Infatti, in tema di accertamento delle imposte sui redditi, il D.P.R. 29 settembre 1973, n. 600, art. 39, comma 1, lett. c), consente di procedere alla rettifica del reddito anche quando l’incompletezza della dichiarazione risulta “dai verbali relativi ad ispezioni eseguite nei confronti di altri contribuenti”, da cui derivino presunzioni semplici, desumibili anche da documentazione extracontabile ed in particolare da “contabilità in nero”, costituita da appunti personali ed informazioni dell’imprenditore, dovendo ricomprendersi tra le scritture contabili disciplinate dagli artt. 2709 e ss. cod. civ. tutti i documenti che registrino, in termini quantitativi o monetari, i singoli atti d’impresa, ovvero rappresentino la situazione patrimoniale dell’imprenditore ed il risultato economico dell’attività svolta (Cass. Civ., 24 settembre 2014, n. 20094; Cass. Civ., 8 settembre 2006, n. 19329; Cass.

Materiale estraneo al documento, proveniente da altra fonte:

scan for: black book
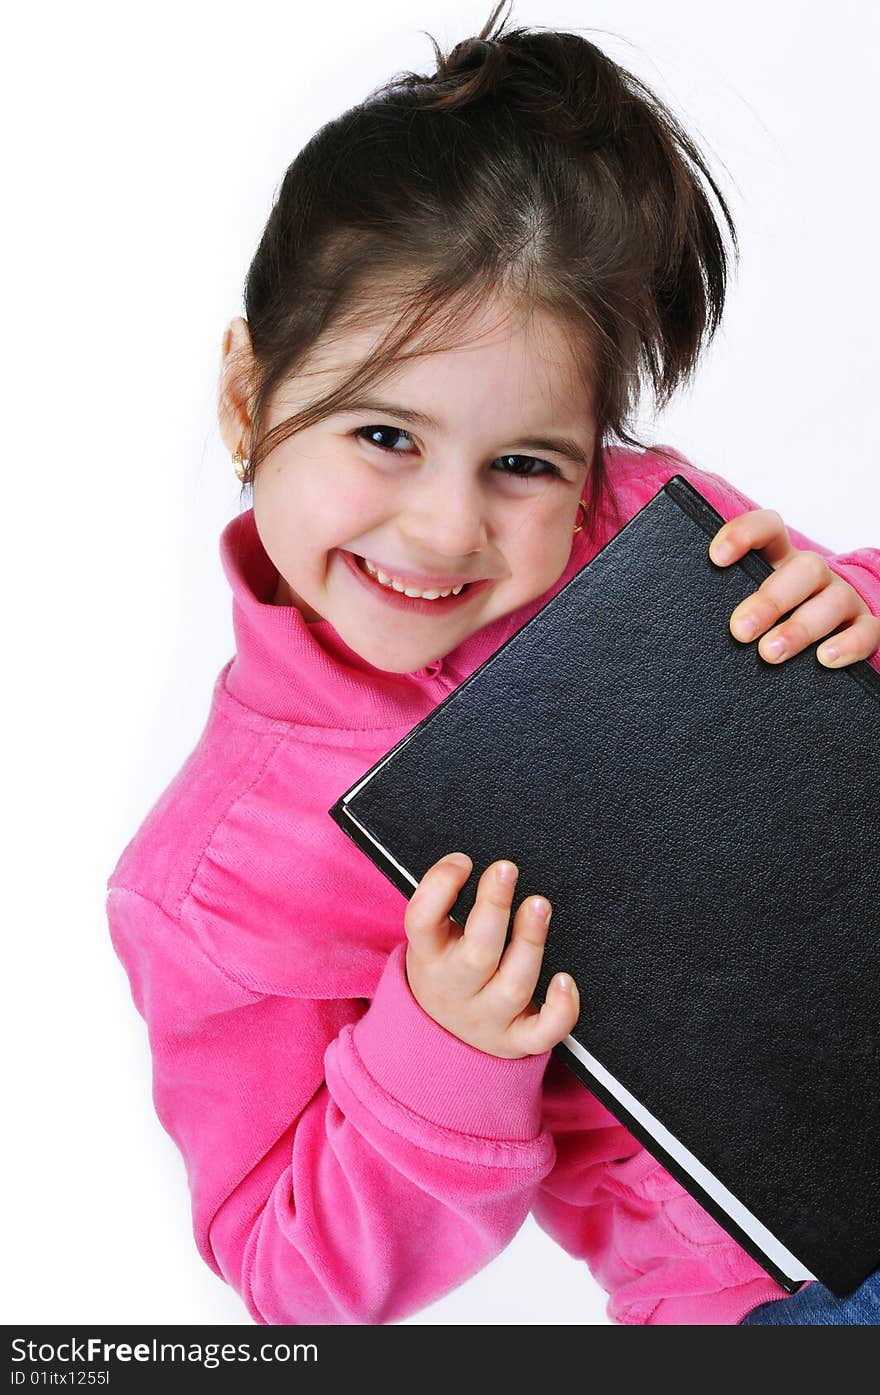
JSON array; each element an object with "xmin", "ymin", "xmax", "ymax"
[{"xmin": 328, "ymin": 474, "xmax": 880, "ymax": 1298}]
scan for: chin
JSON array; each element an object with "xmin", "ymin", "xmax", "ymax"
[
  {"xmin": 364, "ymin": 647, "xmax": 439, "ymax": 675},
  {"xmin": 336, "ymin": 629, "xmax": 440, "ymax": 674},
  {"xmin": 384, "ymin": 658, "xmax": 440, "ymax": 675}
]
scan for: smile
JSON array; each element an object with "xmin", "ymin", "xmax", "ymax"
[{"xmin": 339, "ymin": 550, "xmax": 492, "ymax": 615}]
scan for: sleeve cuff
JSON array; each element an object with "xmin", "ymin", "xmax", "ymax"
[
  {"xmin": 825, "ymin": 552, "xmax": 880, "ymax": 673},
  {"xmin": 735, "ymin": 1279, "xmax": 814, "ymax": 1325},
  {"xmin": 349, "ymin": 941, "xmax": 552, "ymax": 1139}
]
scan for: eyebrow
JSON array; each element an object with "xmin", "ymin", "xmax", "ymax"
[{"xmin": 334, "ymin": 396, "xmax": 590, "ymax": 468}]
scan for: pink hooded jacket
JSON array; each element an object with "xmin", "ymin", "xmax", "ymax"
[{"xmin": 106, "ymin": 445, "xmax": 880, "ymax": 1325}]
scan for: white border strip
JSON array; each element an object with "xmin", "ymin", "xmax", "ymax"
[{"xmin": 562, "ymin": 1031, "xmax": 815, "ymax": 1282}]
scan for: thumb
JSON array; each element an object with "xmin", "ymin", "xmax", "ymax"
[{"xmin": 551, "ymin": 972, "xmax": 579, "ymax": 1020}]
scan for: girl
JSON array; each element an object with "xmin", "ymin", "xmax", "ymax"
[{"xmin": 107, "ymin": 2, "xmax": 880, "ymax": 1326}]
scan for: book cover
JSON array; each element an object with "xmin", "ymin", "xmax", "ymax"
[{"xmin": 328, "ymin": 473, "xmax": 880, "ymax": 1297}]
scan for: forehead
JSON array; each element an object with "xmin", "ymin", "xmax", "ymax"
[{"xmin": 286, "ymin": 291, "xmax": 593, "ymax": 425}]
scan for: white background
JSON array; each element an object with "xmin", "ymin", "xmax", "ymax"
[{"xmin": 4, "ymin": 0, "xmax": 878, "ymax": 1327}]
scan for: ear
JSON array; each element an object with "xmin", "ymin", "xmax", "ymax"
[{"xmin": 218, "ymin": 316, "xmax": 256, "ymax": 455}]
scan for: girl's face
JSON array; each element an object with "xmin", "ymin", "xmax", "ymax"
[{"xmin": 227, "ymin": 295, "xmax": 595, "ymax": 675}]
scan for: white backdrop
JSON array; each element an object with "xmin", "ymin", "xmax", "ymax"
[{"xmin": 3, "ymin": 0, "xmax": 878, "ymax": 1327}]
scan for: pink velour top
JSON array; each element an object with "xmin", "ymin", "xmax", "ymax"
[{"xmin": 107, "ymin": 445, "xmax": 880, "ymax": 1325}]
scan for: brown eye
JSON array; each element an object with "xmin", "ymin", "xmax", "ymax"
[
  {"xmin": 355, "ymin": 425, "xmax": 414, "ymax": 452},
  {"xmin": 495, "ymin": 454, "xmax": 563, "ymax": 480}
]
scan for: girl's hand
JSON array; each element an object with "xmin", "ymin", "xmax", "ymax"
[
  {"xmin": 404, "ymin": 853, "xmax": 579, "ymax": 1059},
  {"xmin": 709, "ymin": 510, "xmax": 880, "ymax": 668}
]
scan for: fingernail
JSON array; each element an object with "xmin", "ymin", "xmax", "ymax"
[
  {"xmin": 711, "ymin": 542, "xmax": 734, "ymax": 564},
  {"xmin": 531, "ymin": 896, "xmax": 551, "ymax": 921},
  {"xmin": 556, "ymin": 974, "xmax": 570, "ymax": 992},
  {"xmin": 446, "ymin": 853, "xmax": 472, "ymax": 870},
  {"xmin": 765, "ymin": 638, "xmax": 786, "ymax": 659},
  {"xmin": 733, "ymin": 614, "xmax": 758, "ymax": 641},
  {"xmin": 818, "ymin": 644, "xmax": 840, "ymax": 664},
  {"xmin": 497, "ymin": 861, "xmax": 518, "ymax": 883}
]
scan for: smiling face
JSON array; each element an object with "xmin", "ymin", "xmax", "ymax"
[{"xmin": 221, "ymin": 292, "xmax": 596, "ymax": 674}]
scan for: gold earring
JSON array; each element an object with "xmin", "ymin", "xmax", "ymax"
[
  {"xmin": 573, "ymin": 497, "xmax": 587, "ymax": 533},
  {"xmin": 232, "ymin": 442, "xmax": 250, "ymax": 482}
]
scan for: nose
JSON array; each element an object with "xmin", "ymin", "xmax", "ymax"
[{"xmin": 397, "ymin": 471, "xmax": 489, "ymax": 562}]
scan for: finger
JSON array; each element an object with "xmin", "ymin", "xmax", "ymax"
[
  {"xmin": 817, "ymin": 611, "xmax": 880, "ymax": 668},
  {"xmin": 404, "ymin": 853, "xmax": 473, "ymax": 960},
  {"xmin": 448, "ymin": 859, "xmax": 519, "ymax": 995},
  {"xmin": 750, "ymin": 568, "xmax": 860, "ymax": 663},
  {"xmin": 727, "ymin": 550, "xmax": 833, "ymax": 655},
  {"xmin": 490, "ymin": 894, "xmax": 554, "ymax": 1021},
  {"xmin": 709, "ymin": 509, "xmax": 794, "ymax": 570},
  {"xmin": 509, "ymin": 973, "xmax": 580, "ymax": 1057}
]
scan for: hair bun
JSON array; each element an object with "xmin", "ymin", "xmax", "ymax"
[
  {"xmin": 434, "ymin": 35, "xmax": 502, "ymax": 82},
  {"xmin": 409, "ymin": 6, "xmax": 615, "ymax": 151},
  {"xmin": 418, "ymin": 31, "xmax": 513, "ymax": 112}
]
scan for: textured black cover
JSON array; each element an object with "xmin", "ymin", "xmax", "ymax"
[{"xmin": 328, "ymin": 473, "xmax": 880, "ymax": 1298}]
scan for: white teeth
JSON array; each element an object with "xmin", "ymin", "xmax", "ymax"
[{"xmin": 361, "ymin": 556, "xmax": 466, "ymax": 600}]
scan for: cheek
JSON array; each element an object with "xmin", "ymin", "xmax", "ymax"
[
  {"xmin": 511, "ymin": 515, "xmax": 573, "ymax": 580},
  {"xmin": 277, "ymin": 467, "xmax": 352, "ymax": 540},
  {"xmin": 321, "ymin": 473, "xmax": 397, "ymax": 546}
]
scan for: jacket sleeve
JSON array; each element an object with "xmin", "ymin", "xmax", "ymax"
[
  {"xmin": 533, "ymin": 1054, "xmax": 792, "ymax": 1324},
  {"xmin": 106, "ymin": 884, "xmax": 555, "ymax": 1326},
  {"xmin": 651, "ymin": 447, "xmax": 880, "ymax": 674}
]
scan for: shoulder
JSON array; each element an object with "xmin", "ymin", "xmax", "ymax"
[
  {"xmin": 107, "ymin": 669, "xmax": 401, "ymax": 999},
  {"xmin": 603, "ymin": 443, "xmax": 763, "ymax": 523},
  {"xmin": 106, "ymin": 663, "xmax": 291, "ymax": 922}
]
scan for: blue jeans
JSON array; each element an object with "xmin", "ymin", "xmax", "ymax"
[{"xmin": 741, "ymin": 1268, "xmax": 880, "ymax": 1324}]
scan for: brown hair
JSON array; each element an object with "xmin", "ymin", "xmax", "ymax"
[{"xmin": 231, "ymin": 0, "xmax": 738, "ymax": 543}]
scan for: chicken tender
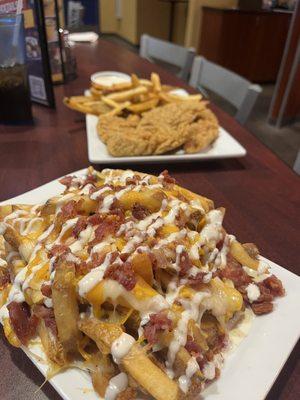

Civ., 4 luglio 2011, n. 14637).

4.La sentenza impugnata deve, quindi, essere cassata con rinvio alla Commissione regionale della Calabria, in diversa composizione, che applicherà il principio di diritto di cui al paragrafo 3.2., e provvederà anche sulle spese del giudizio di legittimità.

P.Q.M.

Accoglie il primo ed il secondo motivo di ricorso; cassa la sentenza impugnata, con rinvio alla Commissione regionale della Calabria, in diversa composizione, che applicherà il principio di diritto di cui al paragrafo 3.2., e provvederà anche sulle spese del giudizio di legittimità.

Così deciso in Roma, nella Camera di Consiglio, il 15 maggio 2018.